Alberto M. Carvalho, superintendent of Miami-Dade County Public Schools, said Tuesday that all of the employees who have died of covid-19 this year were unvaccinated.

Carvalho lamented how effective anti-vaccine misinformation campaigns have been in dissuading some people from getting a shot. Despite the flood of misleading information, Carvalho said about 85 percent of the district's teachers who responded to a survey said they have been fully vaccinated.

"As educators, we want to ensure that people have access to the information and the resources they need to get vaccinated and hopefully, spare other families from the terrible effects of this virus," Miami-Dade teachers union President Karla Hernandez-Mats said in a statement.
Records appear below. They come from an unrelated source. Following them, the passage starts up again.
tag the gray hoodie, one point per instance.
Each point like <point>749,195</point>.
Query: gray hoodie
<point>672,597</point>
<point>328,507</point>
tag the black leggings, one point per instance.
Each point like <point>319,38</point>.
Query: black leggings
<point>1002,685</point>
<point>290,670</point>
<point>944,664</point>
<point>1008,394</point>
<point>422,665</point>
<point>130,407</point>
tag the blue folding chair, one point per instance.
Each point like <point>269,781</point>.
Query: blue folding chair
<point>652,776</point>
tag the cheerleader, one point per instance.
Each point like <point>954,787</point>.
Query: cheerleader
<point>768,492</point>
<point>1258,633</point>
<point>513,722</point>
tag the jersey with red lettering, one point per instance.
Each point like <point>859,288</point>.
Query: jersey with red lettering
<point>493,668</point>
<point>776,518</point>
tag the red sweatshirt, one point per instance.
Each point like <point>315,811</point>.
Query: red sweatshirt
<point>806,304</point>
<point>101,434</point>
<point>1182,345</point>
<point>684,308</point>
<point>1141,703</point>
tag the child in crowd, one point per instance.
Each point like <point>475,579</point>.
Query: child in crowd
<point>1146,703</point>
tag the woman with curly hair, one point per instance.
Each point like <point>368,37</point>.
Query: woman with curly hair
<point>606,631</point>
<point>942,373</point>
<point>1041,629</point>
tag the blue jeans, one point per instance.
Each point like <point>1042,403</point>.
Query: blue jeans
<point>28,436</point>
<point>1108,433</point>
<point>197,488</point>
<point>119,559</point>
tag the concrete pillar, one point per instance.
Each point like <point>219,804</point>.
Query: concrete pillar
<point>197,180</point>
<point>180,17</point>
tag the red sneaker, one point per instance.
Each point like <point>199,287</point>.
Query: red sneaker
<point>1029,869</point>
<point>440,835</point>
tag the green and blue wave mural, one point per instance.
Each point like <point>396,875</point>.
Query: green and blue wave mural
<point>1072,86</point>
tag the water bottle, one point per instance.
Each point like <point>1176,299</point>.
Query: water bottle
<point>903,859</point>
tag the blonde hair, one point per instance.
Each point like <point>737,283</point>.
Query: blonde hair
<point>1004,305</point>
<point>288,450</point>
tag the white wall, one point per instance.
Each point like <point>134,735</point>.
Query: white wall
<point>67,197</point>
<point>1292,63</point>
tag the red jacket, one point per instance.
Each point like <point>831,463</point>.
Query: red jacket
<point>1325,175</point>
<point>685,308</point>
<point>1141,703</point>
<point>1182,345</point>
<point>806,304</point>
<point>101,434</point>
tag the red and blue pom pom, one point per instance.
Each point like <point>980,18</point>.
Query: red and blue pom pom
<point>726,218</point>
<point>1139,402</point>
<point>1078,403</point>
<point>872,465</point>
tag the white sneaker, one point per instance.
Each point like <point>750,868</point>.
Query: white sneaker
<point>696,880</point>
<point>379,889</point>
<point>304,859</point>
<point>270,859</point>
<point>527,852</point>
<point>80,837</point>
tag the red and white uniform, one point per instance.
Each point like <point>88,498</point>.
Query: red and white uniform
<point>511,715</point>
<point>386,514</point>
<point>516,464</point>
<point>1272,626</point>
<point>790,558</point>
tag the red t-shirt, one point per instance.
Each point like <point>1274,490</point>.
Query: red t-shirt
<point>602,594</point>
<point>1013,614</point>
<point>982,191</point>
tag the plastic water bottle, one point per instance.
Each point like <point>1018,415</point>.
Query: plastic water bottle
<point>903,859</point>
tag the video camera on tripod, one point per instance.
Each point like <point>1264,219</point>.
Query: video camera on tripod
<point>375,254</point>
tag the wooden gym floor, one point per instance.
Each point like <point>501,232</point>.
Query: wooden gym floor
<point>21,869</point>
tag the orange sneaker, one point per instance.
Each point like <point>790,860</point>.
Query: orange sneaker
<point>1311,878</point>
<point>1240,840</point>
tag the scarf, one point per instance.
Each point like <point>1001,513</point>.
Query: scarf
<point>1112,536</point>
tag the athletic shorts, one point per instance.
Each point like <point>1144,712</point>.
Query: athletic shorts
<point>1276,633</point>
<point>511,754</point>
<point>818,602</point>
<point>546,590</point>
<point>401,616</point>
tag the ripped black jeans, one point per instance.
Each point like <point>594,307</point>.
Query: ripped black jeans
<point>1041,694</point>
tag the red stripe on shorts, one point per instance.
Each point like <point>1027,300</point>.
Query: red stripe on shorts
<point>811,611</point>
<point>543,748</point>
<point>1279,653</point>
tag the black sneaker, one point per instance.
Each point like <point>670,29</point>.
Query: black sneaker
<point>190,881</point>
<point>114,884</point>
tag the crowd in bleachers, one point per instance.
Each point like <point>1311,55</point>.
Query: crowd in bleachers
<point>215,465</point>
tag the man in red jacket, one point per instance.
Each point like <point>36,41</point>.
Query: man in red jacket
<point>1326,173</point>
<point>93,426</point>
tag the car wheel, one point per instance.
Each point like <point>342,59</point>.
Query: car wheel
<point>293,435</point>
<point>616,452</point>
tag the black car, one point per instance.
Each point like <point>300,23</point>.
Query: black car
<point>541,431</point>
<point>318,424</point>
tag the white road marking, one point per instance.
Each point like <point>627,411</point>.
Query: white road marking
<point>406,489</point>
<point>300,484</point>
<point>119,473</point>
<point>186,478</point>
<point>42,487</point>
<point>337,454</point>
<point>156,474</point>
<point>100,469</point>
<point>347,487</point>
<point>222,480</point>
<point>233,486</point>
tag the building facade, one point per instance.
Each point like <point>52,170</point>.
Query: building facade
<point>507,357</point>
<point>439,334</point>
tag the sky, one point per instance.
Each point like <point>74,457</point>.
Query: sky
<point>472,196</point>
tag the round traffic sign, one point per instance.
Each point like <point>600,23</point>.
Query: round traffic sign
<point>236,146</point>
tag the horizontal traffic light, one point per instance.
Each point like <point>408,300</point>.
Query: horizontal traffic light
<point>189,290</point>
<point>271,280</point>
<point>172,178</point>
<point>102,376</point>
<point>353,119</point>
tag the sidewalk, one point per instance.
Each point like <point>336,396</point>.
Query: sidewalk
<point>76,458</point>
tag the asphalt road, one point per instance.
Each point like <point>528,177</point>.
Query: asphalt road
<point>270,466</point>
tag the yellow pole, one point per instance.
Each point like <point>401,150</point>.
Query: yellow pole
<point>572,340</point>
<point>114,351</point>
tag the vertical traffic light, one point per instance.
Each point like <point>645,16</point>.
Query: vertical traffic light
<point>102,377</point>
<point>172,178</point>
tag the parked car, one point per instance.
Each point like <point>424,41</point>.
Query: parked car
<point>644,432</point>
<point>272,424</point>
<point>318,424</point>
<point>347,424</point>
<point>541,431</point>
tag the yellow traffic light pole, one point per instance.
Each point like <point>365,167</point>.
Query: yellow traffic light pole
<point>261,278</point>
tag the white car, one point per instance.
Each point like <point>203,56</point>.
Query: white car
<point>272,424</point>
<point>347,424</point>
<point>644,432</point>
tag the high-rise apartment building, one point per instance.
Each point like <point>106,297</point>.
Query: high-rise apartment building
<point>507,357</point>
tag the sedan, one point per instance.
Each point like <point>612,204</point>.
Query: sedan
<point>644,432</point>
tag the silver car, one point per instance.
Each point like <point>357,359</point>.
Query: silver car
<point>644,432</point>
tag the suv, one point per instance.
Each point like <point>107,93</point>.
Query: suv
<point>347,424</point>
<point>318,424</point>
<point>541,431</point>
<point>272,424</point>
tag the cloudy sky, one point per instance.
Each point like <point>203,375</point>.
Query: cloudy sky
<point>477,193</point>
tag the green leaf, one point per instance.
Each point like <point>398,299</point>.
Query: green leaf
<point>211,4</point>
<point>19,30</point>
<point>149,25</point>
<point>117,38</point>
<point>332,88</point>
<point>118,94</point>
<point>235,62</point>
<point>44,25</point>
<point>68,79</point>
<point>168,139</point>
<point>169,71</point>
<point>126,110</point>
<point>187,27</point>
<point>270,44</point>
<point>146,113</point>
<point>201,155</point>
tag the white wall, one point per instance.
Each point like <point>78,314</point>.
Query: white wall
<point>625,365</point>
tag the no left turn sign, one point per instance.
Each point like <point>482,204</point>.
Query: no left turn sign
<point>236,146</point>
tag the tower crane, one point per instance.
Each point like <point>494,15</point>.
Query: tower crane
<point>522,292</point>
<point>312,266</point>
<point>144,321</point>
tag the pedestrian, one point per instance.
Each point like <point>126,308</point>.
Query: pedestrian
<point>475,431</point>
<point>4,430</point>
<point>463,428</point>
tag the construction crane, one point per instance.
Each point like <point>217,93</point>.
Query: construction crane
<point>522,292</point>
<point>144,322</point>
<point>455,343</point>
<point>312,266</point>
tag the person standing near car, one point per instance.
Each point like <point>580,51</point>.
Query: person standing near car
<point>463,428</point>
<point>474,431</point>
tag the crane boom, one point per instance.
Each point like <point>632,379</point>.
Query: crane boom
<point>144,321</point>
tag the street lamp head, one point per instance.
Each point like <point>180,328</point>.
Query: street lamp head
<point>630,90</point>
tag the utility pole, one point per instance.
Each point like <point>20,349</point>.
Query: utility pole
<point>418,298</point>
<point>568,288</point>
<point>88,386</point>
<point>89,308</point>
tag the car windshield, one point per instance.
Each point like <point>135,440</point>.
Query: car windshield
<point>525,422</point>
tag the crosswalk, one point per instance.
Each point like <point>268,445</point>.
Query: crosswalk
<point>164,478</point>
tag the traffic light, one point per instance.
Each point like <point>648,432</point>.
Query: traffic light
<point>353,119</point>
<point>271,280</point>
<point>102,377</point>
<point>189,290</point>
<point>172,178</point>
United Teachers of Dade, the teachers union, erected a pop-up vaccine site Tuesday in response to the growing covid-19 death toll among district employees. Carvalho said the district also has a mobile vaccine unit for those who want to be immunized.

Coleman's death adds to the growing toll of teachers and school staffers who have died of covid-19, the disease caused by the novel coronavirus, since students returned to classrooms this fall. Three educators in nearby Broward County died within a 24-hour period days before the new school year started, according to MPR News, while two teachers in the Connally Independent School District in Central Texas died in the same week, prompting five school closures.

In Florida and Texas, politics are increasingly affecting how schools respond to the pandemic. The Republican governors each face lawsuits after seeking to bar school districts from implementing mask mandates or other health precautions. Florida Gov. Ron DeSantis (R) threatened school districts with financial consequences if they tried to implement their own restrictions.

School districts in Florida are grappling with how to boost the lagging vaccination rate among eligible employees and families. According to data tracked by The Post, 54 percent of the state's population has been fully vaccinated. The rate is significantly higher in Miami-Dade County, where an average of 64 percent of the eligible population has been fully immunized.